Lenin never strikes one as cuddly.
Nearly everyone he knew was at some point, sacrificed to his revolutionary
goal. The human sides of Vladimir, his
mistress, his enjoyment of biking, or hiking, or chess are rare and one doesn’t
imagine him laughing very often. He was,
of course, effective.
Trotsky however,
only one hundred pages in, is a much more three-dimensional canvass. Lenin did not bother to direct his writing to
peasants or workers, or the bourgeoisie, the way Trotsky seemed to delight in. Rather he was primarily concerned with debating
theory with other Marxists. Preaching
beyond the choir was a waste of air.
Trotsky however seems to revel and excel at taking the conversation to
wherever it is needed. And where as the
Lenin story builds to the 1917 climax, we know that Trotsky’s tale will
twist its way through the U.S. and Turkey and Mexico until he meets his end
at the hands of Ramón Mercade in Coyoacán, twenty-three years and much
international Technicolor, later.
Eating my lunch
salad, I asked my wife what she’d learned about Mssr. Bronstein when she was
growing up. Was he a hero or a
villain? I assume the CCP, tied, as it
was through Mao’s lifespan to Stalinist hagiography, must have cast him as a “running
dog” and a counter revolutionary. She
suggested quickly, that he was simply a noted Russian intellectual. I suspect that things had
mellowed some in the 80’s when she is most likely recalling things. That or the name is being conflated with
Tchaikovsky or Chekov, in the Cyrillic to Chinese to Romanization journey.
Looking now, again
quickly, on the English web it is hard to find anything definitive. I wonder if there is a place where one can
discern, at a glance or otherwise, but certainly officially, what Zhong Nan Hai’s
official position is on Leon Trotsky.
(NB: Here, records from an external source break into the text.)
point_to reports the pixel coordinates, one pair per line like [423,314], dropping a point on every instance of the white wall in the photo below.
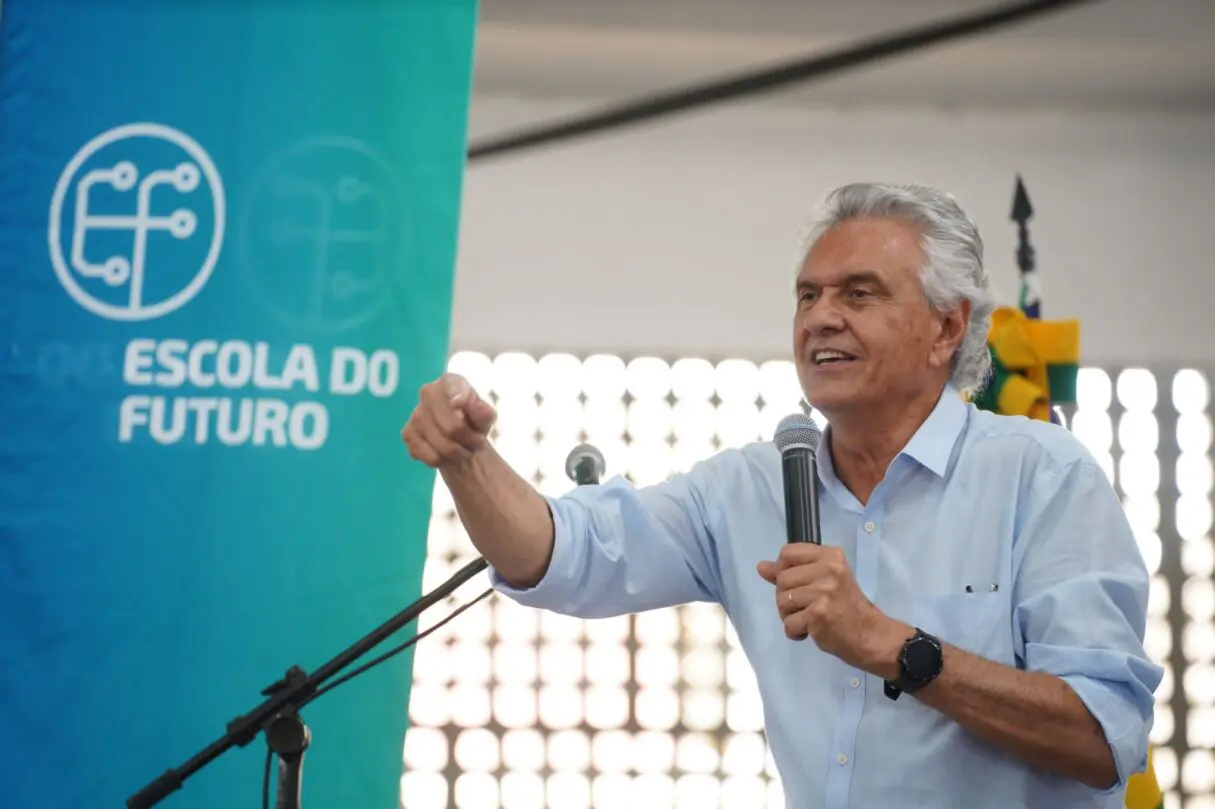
[679,237]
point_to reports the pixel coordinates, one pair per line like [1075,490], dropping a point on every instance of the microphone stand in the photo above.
[278,716]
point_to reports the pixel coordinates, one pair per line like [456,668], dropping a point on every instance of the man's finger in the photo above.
[792,577]
[420,450]
[798,553]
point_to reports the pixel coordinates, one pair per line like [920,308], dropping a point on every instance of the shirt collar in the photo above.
[932,445]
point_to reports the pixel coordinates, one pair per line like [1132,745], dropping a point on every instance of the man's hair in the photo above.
[953,269]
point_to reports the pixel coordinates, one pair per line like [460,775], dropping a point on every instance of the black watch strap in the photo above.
[920,663]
There
must be a “correct” way to understand him.
In lieu of this, Wiki informs me that the Trotskyites had tried to
broker a peace between the KMT and the CCP during the civil war, and that after
the revolution those who remained were rounded up and shot as KMT agents, while
a few notable Trotskyites fled to Hong Kong and continued their activities, as
Lenin and Trotsky once did themselves, under British rule.